Improve karl Release Management

Move from the current “accretive” index to creating “versioned” indexes as part of making a release of karl, releasing the karl package itself as an egg into the corresponding index. These indexes will ensure that the software environment remains repeatable, even if new packages are added to the “development” version. As an exemplar, see:

http://download.zope.org/Zope2/index/2.12.4/

Use compoze to manage these versioned indexes against the common “pool” directory, which can remain “accretive”.

Improve Customer Software Release Management

Begin doing normal release management of each customer’s “customization” package, noting the versions of karl and any other packages which are not its dependencies.

This change may require maintaining a set of versioned indexes for each customer.

Avoid “In-Place” Upgrades

Rather than updating on-disk software in place, or re-running a buildout, treat each deployment as a new installation into a versioned subdirectory. Use symlinks to make the switchover from version N-1 to version N as atomic as possible.

Note

The requirement to build libxml2 and libxslt (and event lxml) within the buildout adds significantly to the overhead of doing the build. Consider using either the system libraries or shared copies of these dependencies in production.

Split the ZEO Server apart from the Application

Changes to the underlying ZODB software used to run ZEO happen at a much slower pace than changes to the application (on the order of once a year rather than once or twice a month). Centralizing the database server processes for all application instances on a single box should make doing maintenance and backups simpler, and removes the database from the set of things which might be inadvertently “touched” during an upgrade.
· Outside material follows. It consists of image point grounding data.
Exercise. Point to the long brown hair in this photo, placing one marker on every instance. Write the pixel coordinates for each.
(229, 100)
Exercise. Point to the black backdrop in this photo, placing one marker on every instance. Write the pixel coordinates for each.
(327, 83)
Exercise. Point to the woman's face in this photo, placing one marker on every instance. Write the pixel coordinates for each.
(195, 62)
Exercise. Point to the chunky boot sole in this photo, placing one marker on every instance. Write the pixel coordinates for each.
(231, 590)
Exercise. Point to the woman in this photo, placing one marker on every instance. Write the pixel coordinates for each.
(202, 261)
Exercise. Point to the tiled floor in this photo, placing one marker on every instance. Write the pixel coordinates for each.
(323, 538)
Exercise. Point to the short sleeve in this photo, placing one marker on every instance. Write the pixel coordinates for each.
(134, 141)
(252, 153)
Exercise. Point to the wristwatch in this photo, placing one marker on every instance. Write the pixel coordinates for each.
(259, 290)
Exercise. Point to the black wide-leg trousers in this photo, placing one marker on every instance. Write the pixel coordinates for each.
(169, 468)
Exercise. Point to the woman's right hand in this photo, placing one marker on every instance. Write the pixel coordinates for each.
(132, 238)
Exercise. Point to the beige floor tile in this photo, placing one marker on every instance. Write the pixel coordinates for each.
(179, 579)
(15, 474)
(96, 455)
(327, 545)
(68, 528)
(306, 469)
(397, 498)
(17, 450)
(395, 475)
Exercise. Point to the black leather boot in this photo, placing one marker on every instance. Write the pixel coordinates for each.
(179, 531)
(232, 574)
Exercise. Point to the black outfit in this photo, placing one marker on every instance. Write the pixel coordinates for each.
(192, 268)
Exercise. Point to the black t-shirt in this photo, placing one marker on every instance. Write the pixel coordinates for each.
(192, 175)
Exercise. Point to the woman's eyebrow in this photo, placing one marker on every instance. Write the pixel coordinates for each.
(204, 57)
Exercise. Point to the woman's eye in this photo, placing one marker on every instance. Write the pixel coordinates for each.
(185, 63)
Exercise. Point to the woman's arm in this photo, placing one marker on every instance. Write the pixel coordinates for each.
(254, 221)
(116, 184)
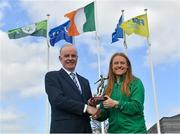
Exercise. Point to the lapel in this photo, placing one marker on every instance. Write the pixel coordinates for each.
(68, 79)
(81, 83)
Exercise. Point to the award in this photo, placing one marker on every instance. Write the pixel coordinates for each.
(99, 95)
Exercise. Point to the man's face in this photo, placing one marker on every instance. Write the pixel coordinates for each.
(68, 58)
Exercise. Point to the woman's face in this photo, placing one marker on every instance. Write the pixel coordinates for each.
(119, 65)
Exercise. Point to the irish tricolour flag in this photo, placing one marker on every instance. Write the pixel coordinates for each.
(81, 20)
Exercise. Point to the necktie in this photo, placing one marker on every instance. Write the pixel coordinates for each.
(75, 81)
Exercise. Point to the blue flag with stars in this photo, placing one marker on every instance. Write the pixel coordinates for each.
(60, 33)
(118, 32)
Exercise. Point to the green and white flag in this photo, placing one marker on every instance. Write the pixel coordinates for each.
(36, 29)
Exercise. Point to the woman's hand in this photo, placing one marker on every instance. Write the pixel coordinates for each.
(109, 103)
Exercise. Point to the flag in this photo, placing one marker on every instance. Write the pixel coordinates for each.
(60, 33)
(36, 29)
(137, 25)
(81, 20)
(118, 31)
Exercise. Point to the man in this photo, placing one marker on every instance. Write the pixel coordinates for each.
(68, 95)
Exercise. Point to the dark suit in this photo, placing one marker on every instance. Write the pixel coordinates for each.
(67, 103)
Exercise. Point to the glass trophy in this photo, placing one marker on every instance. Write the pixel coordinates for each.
(99, 96)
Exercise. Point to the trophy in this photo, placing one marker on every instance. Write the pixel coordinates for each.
(100, 93)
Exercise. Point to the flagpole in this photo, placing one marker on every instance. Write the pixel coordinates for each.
(153, 84)
(124, 35)
(47, 103)
(98, 53)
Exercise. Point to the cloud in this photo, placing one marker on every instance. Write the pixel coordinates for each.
(11, 120)
(3, 6)
(23, 65)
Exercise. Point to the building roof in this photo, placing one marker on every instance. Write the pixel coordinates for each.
(167, 125)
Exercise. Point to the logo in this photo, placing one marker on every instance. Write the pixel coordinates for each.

Splitting the storage server out from the deployed application should also ease experimenting with a solution like relstorage.

Automate On-Demand Backup / Restore / Evolve

Evolve scripts should never run against “live” data, nor even against the only copy of the “live” data. Instead, we should be following a procedure something like:

  • Take a full backup of the production database, including blobs.
  • Put the production site into “read-only” mode
  • Take an incremental backup of the production database.
  • Restore into a new copy of the database.
  • Run the evolve scripts on the restored copy.
  • Restart the database server instance against the updated copy.
  • Bring the application back online in “writable” mode.

This process should be as automated as possible.

Automate Rollout of Customer Software

Ideally, the developer doing the updates and tests of a customer’s customization package or configuration should be able to tag changes, push the source distribution to the index, and then run a script which automates laying down the updated software configuration on the staging server.

Write Smarter Evolve Scripts

Rather and relying on the default, event-based catalog operations triggered by subscribers to “modified” events for the content, each evolve script should arrange to re-index content in only the indexes relevant to the changes it makes.